In 1868, needing a solution to the chaos, the headmen of the local clans elected a man named Yap Ah Loy as "Kapitan China," or leader of the Chinese community. Considered as the founding father of Kuala Lumpur, Yap Ah Loy with the support of the local sultan, built prisons and quelched revolts, quickly establishing an infamous reign over the entire Kuala Lumpur mining area. Kuala Lumpur was made capital of Selangor in 1880, mainly due to Kapitan Yap's success.
Loy had barely established control, however, when the Malay Civil War broke out with local sultans fighting for the throne of Perak. Kuala Lumpur being swept up in the conflict, was burnt to the ground in 1881.
The merchants of the Straits Settlements, concerned that the war would ruin their prosperity, asked Britain to intervene. London sent in a new territorial governor, Andrew Clarke, to appraise the situation. Clarke gathered the feuding princes aboard his ship off the island of Pangkor, and convinced them to sign a document known as the 'Pangkor Agreement'. The Agreement ended the war, established a new Sultan of Perak, and most significantly, called for the presence of a British Resident "who must be asked and acted upon on all questions other than those touching Malay religion and custom.
With Kapitan Yap's able leadership, Kuala Lumpur became Selangor's biggest city. He rebuilt Kuala Lumpur, which was devastated by the Civil War and repopulated it with Chinese miners from elsewhere in Selangor. He also encouraged Malay farmers to settle near Kuala Lumpur in order to have a steady and accessible source of food.
When the Federated Malay States were incorporated with Frank Swettenham in charge in 1896, Kuala Lumpur was made the capital.
Most of central Kuala Lumpur has grown without any central planning whatsoever, so the streets in the older parts of town are extremely narrow, winding and congested. The architecture in this section is a unique colonial type, a hybrid of European and Chinese forms.
World War II saw Kuala Lumpur occupied by Japanese from January 11, 1942 to August 15, 1945. In a period, called "3 years and 8 months", all English and Chinese schools were ordered to close down and every morning in schools, Kimigayo, the Japanese National Anthem, had to be sung to show loyalty to the Japanese Emperor.
The Japanese Military Yen or commonly known as ‘Banana Notes’ were introduced. The currency issued without reserves and over printing led to hyper inflation and food rationing became the norm of daily lives.

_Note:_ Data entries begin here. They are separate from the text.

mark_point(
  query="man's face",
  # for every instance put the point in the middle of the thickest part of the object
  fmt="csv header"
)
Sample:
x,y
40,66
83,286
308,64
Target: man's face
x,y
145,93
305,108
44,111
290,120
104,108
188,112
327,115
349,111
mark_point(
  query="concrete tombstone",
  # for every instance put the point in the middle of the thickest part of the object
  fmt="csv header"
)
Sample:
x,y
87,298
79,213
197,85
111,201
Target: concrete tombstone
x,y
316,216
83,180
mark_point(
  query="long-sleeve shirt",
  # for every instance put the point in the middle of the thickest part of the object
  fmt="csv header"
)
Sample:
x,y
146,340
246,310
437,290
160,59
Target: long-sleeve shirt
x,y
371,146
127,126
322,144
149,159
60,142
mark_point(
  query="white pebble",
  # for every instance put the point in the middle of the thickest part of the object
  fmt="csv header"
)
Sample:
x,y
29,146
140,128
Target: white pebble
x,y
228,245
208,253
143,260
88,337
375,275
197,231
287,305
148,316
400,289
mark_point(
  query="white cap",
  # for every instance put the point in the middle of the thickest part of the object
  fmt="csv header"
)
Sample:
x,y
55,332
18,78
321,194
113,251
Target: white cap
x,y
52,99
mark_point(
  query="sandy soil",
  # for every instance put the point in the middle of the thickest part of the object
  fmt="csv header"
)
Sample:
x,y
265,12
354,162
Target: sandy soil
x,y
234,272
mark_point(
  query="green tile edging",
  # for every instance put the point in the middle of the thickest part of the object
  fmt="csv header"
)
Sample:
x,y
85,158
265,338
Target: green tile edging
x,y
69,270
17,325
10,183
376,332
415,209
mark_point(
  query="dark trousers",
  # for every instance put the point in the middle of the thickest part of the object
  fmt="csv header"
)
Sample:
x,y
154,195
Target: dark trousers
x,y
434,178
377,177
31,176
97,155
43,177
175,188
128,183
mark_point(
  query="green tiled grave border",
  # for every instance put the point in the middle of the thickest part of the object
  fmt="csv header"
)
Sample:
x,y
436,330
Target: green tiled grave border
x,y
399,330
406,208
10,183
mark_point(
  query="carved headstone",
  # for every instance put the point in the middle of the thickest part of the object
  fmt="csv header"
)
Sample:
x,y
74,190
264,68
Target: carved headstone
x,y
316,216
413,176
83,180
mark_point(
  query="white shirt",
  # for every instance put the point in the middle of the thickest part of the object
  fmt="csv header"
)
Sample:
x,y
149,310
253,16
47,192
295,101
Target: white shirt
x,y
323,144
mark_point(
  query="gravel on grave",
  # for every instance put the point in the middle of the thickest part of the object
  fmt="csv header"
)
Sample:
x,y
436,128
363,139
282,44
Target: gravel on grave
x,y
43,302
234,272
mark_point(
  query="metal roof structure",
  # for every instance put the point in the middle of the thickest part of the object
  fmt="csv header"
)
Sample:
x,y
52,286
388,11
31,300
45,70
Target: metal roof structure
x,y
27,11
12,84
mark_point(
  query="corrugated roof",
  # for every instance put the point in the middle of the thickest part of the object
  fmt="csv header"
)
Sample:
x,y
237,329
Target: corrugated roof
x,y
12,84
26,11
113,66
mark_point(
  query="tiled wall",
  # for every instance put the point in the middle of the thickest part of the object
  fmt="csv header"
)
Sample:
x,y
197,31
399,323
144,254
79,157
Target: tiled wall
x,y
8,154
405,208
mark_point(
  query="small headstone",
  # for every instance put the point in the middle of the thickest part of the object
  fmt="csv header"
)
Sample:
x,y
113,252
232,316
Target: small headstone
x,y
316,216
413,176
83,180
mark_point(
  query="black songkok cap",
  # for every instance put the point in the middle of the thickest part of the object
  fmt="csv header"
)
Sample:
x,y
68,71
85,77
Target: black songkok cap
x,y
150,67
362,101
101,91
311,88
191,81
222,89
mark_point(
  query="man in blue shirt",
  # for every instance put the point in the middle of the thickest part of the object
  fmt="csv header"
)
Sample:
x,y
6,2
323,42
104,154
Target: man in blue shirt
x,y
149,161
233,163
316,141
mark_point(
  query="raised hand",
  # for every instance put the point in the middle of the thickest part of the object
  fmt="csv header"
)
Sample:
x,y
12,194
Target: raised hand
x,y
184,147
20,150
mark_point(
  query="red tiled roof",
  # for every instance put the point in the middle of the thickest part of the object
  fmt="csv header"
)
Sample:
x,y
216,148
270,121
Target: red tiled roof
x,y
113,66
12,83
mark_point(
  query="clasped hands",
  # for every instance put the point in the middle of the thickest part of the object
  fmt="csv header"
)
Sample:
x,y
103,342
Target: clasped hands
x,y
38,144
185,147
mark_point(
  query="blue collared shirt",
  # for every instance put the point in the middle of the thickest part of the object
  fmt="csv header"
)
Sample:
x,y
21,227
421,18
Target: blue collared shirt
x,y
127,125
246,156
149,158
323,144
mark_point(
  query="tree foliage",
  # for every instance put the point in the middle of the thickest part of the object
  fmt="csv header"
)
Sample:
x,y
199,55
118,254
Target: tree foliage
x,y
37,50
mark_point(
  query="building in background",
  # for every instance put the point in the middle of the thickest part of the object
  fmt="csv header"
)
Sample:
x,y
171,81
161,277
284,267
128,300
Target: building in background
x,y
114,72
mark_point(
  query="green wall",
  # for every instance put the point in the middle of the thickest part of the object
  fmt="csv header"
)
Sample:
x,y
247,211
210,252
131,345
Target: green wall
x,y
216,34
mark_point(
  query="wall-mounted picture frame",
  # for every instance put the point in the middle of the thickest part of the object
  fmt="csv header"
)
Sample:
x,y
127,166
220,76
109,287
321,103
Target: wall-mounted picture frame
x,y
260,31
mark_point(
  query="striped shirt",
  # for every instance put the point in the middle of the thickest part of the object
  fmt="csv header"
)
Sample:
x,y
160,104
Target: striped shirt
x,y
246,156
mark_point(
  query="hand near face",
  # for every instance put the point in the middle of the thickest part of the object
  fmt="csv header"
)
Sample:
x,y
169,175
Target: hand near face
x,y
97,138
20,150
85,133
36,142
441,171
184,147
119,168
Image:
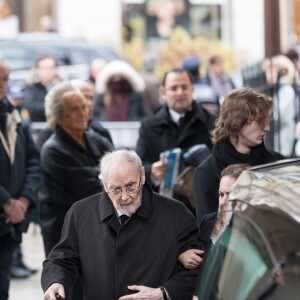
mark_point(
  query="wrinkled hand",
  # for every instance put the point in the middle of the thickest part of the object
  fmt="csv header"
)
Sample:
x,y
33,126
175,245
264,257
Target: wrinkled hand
x,y
55,288
144,292
158,170
191,259
15,211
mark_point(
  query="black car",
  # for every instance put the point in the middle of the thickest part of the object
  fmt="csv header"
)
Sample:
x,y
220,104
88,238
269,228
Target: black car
x,y
257,257
73,56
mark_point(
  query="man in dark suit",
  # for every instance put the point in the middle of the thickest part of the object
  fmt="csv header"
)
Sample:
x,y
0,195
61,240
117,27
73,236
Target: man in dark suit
x,y
19,179
180,123
132,259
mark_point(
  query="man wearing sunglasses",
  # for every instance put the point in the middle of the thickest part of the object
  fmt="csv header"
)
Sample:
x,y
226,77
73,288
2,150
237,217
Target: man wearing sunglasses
x,y
134,258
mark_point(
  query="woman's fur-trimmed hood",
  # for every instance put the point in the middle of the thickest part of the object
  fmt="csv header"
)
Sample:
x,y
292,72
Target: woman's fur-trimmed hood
x,y
119,67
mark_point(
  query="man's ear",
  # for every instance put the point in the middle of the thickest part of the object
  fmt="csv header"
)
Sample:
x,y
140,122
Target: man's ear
x,y
162,90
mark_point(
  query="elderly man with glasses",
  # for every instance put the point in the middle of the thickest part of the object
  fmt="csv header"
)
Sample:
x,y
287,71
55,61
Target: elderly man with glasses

After the fall of Japanese, the British returned to Kuala Lumpur. In 1957, exactly 100 years since the founding of the city, Kuala Lumpur gained historical significance again when the first Malayan flag was raised on the grounds of the cricket field, in Merdeka Square, to mark the country's independence from British rule.
Kuala Lumpur came of age in 1974, when it was formally detached from its mother state of Selangor and made into a unit of its own called the Federal Territory.
Today, Kuala Lumpur is the federal capital and the most populous city in Malaysia covering an area of 243 square km (94 sq mi) with an estimated population of 1.6 million. KL, as it is almost always called, is modern and fast moving city, a thriving metropolis that leads the nation's fast paced development.
1. Petronas Twin Towers
They were once the tallest buildings in the world. Now the world’s tallest twin structures, the 88 storey buildings were designed by Cesar Pelli & Associates with both towers joined at the 41st and 42nd floors (175 meters or 557 feet above street level) by a 58 metre long, double decker Sky Bridge. Standing 452 metres (1,620 feet) tall, the Petronas Twin Towers retained its world title claim to fame until 2004 when Taipei's 101 was built, measuring 508 metres tall. Today, the Burj Khalifa in Dubai, opened in 2010, retains the spot as the world’s tallest building.
Located in the KL city centre, the Petronas Twin Towers’ architecture is Islamic inspired and the buildings primarily house the corporate headquarters of the Petronas Company and other offices.
When the Petronas Twin Towers were completed in 1998 they were declared the tallest buildings in the world, surpassing the 442 metre tall Willis Tower in Chicago, U.S.A. At the base of the Petronas Twin Towers is Suria KLCC, an upmarket shopping mall that is very popular with tourists. Tower One is fully occupied by the Malaysian state oil company Petronas, and its subsidiaries and associate companies. Tower Two is mostly taken up by multinational companies such as Accenture, Al-Jazeera, Barclays Capital, Bloomberg, Boeing, IBM, McKinsey & Co., Microsoft, Reuters and more.
Set on Level 86 is Petronas Twin Towers' observation deck, where visitors can get a closeup view of the tower's spire as well as digital displays and exhibit of the tower's history. The double decked Skybridge at the Petronas Twin Towers is one of its major draws as it offers amazing views of the city. Apart from allowing tenants of the towers to move from one building to the other without having to go to ground level, the Skybridge also functions as an emergency exit route.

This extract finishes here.